高功率場效電晶體元件並聯均流驅動特性研究

Abstract

發展綠能產業之重要研究項目之一，為提升能源之使用效率，以風能及太陽能轉換至電能及電能轉換至機械能為例，功率元件的特性是影響能源轉換效率的關鍵；有鑑於此，為了滿足降低成本與提高效率的功率能源轉換，功率元件並聯的應用是一個直接且重要的方向。 目前高功率元件的材料主要為矽(Si)，此外碳化矽(SiC)與氮化鎵(GaN)也是另二項除矽基材以外的功率元件的主要研究領域，二者均具更佳的寬能隙、高崩潰電壓、高電子遷移速率、高介電常數等優點，適用於高功率、高溫度以及高頻操作的電子元件，成為次世代功率元件的主要材料。由於氮化鎵功率元件為側向電子傳遞架構，需以多顆元件並聯，以達高功率驅動特性。目前氮化鎵元件在直接並聯時未能導出功率倍增效果。 本研究在了解與利用Si/SiC/GaN FET Power Device的導通電阻(RDSon)之正溫度係數，研究並聯驅動時之ID-VD曲線特性後，進一步應用Quasi-Kelvin接線法，有效改善與提升GaN HEMT Power Device在並聯配對之輸出驅動功率至99%。

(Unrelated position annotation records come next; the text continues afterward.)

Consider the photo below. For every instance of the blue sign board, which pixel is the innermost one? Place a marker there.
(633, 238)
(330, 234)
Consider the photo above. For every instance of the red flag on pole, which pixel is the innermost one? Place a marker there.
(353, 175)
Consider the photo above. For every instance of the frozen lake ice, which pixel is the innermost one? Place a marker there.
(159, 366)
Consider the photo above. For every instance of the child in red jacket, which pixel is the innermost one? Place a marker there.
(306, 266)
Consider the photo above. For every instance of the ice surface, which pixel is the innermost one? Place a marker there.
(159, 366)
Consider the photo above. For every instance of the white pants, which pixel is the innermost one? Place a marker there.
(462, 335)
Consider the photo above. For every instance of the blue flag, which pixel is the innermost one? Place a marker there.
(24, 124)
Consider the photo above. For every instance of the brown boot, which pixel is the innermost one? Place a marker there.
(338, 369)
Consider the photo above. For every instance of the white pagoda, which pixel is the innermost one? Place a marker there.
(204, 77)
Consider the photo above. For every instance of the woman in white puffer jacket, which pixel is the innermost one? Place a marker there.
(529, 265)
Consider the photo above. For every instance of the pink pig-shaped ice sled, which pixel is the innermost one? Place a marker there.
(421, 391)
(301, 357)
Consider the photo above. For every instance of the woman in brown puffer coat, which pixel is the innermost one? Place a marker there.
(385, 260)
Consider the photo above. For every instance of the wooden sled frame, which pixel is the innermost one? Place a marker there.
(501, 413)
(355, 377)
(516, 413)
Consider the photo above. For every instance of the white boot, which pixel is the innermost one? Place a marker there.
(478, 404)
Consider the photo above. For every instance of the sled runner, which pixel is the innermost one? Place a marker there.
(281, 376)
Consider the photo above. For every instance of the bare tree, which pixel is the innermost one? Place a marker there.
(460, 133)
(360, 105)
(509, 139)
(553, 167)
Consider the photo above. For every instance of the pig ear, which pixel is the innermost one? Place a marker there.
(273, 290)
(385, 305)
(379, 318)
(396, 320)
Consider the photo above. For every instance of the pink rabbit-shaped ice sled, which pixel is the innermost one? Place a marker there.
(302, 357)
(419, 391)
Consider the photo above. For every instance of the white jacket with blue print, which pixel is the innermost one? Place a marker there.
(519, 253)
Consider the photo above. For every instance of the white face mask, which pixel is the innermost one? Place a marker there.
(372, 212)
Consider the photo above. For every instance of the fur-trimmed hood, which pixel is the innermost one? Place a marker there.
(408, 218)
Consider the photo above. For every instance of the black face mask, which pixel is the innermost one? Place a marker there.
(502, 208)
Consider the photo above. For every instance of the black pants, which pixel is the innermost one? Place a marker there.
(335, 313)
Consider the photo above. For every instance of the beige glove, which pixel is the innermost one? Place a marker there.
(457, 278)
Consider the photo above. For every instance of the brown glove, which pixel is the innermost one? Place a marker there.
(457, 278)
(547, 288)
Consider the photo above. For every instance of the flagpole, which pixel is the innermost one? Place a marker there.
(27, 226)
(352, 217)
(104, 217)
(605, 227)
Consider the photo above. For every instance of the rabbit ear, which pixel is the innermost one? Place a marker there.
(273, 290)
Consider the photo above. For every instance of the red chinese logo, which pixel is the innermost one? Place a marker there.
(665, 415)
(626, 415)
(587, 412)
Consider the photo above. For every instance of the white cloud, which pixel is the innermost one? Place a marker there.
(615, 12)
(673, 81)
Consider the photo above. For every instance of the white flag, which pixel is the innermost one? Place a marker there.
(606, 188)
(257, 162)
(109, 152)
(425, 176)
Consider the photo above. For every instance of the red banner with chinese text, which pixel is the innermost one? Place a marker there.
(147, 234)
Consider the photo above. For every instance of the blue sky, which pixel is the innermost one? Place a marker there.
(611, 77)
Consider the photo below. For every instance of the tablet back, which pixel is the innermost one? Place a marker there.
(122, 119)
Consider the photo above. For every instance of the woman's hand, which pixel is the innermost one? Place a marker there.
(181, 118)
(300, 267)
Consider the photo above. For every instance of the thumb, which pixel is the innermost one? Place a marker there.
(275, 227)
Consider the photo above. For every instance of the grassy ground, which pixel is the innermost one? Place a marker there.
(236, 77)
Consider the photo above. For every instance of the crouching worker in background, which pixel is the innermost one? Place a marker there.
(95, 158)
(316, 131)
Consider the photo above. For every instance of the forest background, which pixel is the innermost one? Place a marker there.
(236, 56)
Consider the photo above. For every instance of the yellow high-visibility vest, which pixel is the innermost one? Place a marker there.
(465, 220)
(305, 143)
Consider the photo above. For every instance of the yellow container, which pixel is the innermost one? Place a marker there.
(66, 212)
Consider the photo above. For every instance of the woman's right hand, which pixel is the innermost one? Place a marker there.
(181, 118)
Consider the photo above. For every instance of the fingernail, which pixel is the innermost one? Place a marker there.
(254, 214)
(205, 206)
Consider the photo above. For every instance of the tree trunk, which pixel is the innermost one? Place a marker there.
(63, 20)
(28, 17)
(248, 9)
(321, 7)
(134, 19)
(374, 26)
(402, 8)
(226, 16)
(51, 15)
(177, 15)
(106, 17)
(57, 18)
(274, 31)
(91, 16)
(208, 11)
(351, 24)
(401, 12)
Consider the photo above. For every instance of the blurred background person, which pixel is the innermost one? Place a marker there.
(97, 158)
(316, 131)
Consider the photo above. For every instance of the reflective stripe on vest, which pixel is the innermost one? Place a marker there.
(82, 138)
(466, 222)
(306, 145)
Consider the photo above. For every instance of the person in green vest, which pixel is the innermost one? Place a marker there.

Energy transfer efficiency is one of the important issues in green energy industry. The performance of power devices is the critical role of the energy conversion efficiency. In order to achieve better performance of power conversion with low cost and high efficiency, parallel connection application of power device is a direct and important approach. The conventional power device is manufactured by Si material; the new materials of SiC and GaN are the two major technologies which would like to become the next key materials of power device in the next generation. GaN and SiC have the better material properties, such as wide band gap, high breakdown voltage, high electron mobility, high dielectric constant, etc. It’s very suitable for the applications of high power, high temperature and high frequency electrical device. GaN power device is the lateral structure for electron transportation, so it’s required to use the parallel connection with several devices for higher power driving. However, the power performance of parallel connection is below the expectation. From the investigation of Si/SiC/GaN FET power device characteristics with the positive temperature coefficient of RDS(on) , and compare the Parallel ID-VD curve of the three types of FET, this study has successfully applied Kelvin connection method to improve the AlGaN/GaN HMET performance of parallel connection up to 99%.